Disparities in Surgical Oncologic Care
non-CME
Joanna T. Swinarska, MD (she/her/hers)
Postdoctoral Research Fellow
Northwestern University Feinberg School of Medicine, United States
Disclosure information not submitted.
Joanna T. Swinarska, MD (she/her/hers)
Postdoctoral Research Fellow
Northwestern University Feinberg School of Medicine, United States
Disclosure information not submitted.
Casey Silver, MD
Research Fellow
Northwestern University
Chicago, Illinois, United States
Disclosure information not submitted.
Reiping Huang, PhD, MS
Research Assistant Professor of Surgery
Northwestern University, United States
Disclosure information not submitted.
Yue-Yang Hu, MD, MPH
Assistant Professor of Surgery
Northwestern University Feinberg School of Medicine, United States
Disclosure information not submitted.
David J. Bentrem, MD, MS
Professor of Surgery
Northwestern University Feinberg School of Medicine, United States
Disclosure information not submitted.
David D. Odell, MD, MS
Associate Professor of Surgery
Northwestern University Feinberg School of Medicine, United States
Disclosure information not submitted.
Ryan Merkow, MD, MS (he/him/his)
Assistant Professor of Surgery
Northwestern University
Chicago, Illinois, United States
Disclosure information not submitted.
Disparities in colon cancer care and outcomes with respect to race/ethnicity, socioeconomic status (SES), and insurance are well established.

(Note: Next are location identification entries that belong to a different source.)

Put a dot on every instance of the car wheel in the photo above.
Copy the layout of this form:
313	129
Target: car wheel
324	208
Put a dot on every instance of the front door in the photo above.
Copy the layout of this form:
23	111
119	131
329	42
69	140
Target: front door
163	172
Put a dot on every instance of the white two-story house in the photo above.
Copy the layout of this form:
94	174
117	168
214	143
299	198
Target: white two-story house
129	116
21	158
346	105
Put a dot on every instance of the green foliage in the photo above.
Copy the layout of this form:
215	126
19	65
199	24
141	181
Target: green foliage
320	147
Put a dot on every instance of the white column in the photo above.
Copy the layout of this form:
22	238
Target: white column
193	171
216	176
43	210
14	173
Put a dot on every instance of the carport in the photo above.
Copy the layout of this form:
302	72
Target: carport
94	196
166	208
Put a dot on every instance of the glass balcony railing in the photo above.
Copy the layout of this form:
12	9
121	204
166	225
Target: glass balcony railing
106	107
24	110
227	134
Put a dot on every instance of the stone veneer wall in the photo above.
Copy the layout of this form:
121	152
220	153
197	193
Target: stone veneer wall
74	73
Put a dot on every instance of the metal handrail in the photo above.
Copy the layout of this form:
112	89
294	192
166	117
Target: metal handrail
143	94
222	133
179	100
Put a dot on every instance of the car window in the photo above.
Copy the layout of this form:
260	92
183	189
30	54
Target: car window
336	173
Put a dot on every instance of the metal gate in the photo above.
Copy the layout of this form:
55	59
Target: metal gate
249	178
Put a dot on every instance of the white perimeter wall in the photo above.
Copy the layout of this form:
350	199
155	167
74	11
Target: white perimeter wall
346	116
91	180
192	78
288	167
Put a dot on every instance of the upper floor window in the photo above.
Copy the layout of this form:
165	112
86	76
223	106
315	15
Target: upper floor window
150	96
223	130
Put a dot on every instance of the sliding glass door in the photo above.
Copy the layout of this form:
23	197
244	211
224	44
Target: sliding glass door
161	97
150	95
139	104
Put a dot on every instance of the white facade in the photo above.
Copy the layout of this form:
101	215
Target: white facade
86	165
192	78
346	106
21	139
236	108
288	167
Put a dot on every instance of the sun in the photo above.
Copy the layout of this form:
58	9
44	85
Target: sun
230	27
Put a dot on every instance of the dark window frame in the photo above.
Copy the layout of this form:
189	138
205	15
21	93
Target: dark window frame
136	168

However, the extent to which inequalities are the result of disparities by patient factors versus variation in hospital quality is unclear. Our objectives were to compare disparities in colon cancer care delivery and outcomes at low- and high-quality hospitals.
Methods:
Patients with stage I-III colon adenocarcinoma who underwent colectomy were identified from the National Cancer Database (2004–2017). Hospital quality was defined based on two National Quality Forum metrics: adequate lymph node excision and timely administration of adjuvant chemotherapy. Hospitals in the lowest and highest compliance quartiles were compared. SES was defined using a 7-point index of income and education. Multilevel regression models were used to evaluate disparities by race/ethnicity, SES, and insurance at low- and high-quality hospitals.
Results:
Of 92,087 patients at 574 facilities, 40,044 (43.5%) were treated at 307 facilities in the lowest quality quartile, and 52,043 (56.5%) were treated at 267 facilities in the highest quality quartile. Patients that were non-Hispanic Black or Hispanic, had low SES, or had Medicaid insurance were more likely to be treated at low-quality hospitals (all p< 0.01; Table). Among low-quality hospitals, patients with low SES (vs. high SES) had decreased odds of receiving high quality care (OR 0.9, p< 0.01), but this association was not seen with race/ethnicity or insurance status. At high-quality hospitals, there was no association between quality of colon cancer care and race/ethnicity, SES, or insurance status. Five-year survival was similar between white and non-Hispanic black patients at both low- and high-quality hospitals. Survival was decreased for patients with low SES (vs. high SES) at both low- and high-quality hospitals (p < 0.01), as well as for patients with non-private insurance coverage at both low-and high-quality hospitals (p < 0.05) (Table). Patients with low SES face disparities in the quality of colon cancer care they receive at low-quality hospitals, but not at high-quality hospitals. However, disparities in 5-year survival by SES and insurance coverage exist irrespective of hospital quality. Future efforts should focus not only on improving care at low-quality hospitals, but also on identifying mechanisms and barriers leading to survival disparities.